- Born: 28 August 1966 (age 60)
- Education: University of Bath University of Cambridge
- Scientific career
- Fields: Statistics
- Workplaces: University of Bristol Imperial College London
- Doctoral advisor: Robin Sibson

= Guy Nason =

British mathematician

Guy Philip Nason (born 28 August 1966) is a British statistician, and professor of Statistics at Imperial College London.

Nason received his BSc from the University of Bath in 1988, a diploma in Mathematical Statistics from the University of Cambridge in 1989, and a PhD in Statistics from the University of Bath in 1992. He served as a Council member of the Royal Statistical Society (2004–08), and was Vice-President (Academic Affairs) 2016–2020. He is a member of the EPSRC Strategic Advisory Team for Mathematics.

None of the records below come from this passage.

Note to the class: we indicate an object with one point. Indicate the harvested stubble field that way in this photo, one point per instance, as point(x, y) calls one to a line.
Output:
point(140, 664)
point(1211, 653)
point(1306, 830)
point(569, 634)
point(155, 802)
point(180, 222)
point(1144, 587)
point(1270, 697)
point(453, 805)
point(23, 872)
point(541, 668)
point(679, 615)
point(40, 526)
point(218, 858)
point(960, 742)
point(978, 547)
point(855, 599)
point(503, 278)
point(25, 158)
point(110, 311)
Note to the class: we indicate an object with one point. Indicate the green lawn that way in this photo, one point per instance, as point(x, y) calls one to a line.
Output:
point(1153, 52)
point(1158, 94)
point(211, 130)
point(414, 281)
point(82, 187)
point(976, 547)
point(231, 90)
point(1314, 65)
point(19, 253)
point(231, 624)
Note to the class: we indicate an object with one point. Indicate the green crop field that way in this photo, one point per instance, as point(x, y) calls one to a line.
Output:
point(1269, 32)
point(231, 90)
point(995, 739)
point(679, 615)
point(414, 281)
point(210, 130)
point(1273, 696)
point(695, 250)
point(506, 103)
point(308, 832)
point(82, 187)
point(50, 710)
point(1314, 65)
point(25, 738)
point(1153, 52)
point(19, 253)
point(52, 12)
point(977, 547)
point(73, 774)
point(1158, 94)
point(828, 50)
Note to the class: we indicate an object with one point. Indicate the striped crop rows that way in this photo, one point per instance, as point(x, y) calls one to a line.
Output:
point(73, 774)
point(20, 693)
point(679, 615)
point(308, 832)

He was an EPSRC Advanced Research Fellow during 2000–5 and was awarded the Guy Medal in bronze by the Royal Statistical Society (RSS) in 2001. He took over the post as head of mathematics at Bristol from Stephen Wiggins in 2008.

Nason is best known for his work in the area of time series analysis, especially wavelet approaches.
He has served as the Secretary of the RSS Research Section (2002–04), associate editor for the Journal of the RSS, Series B, Computational Statistics and Statistica Sinica and is currently an associate editor for Biometrika.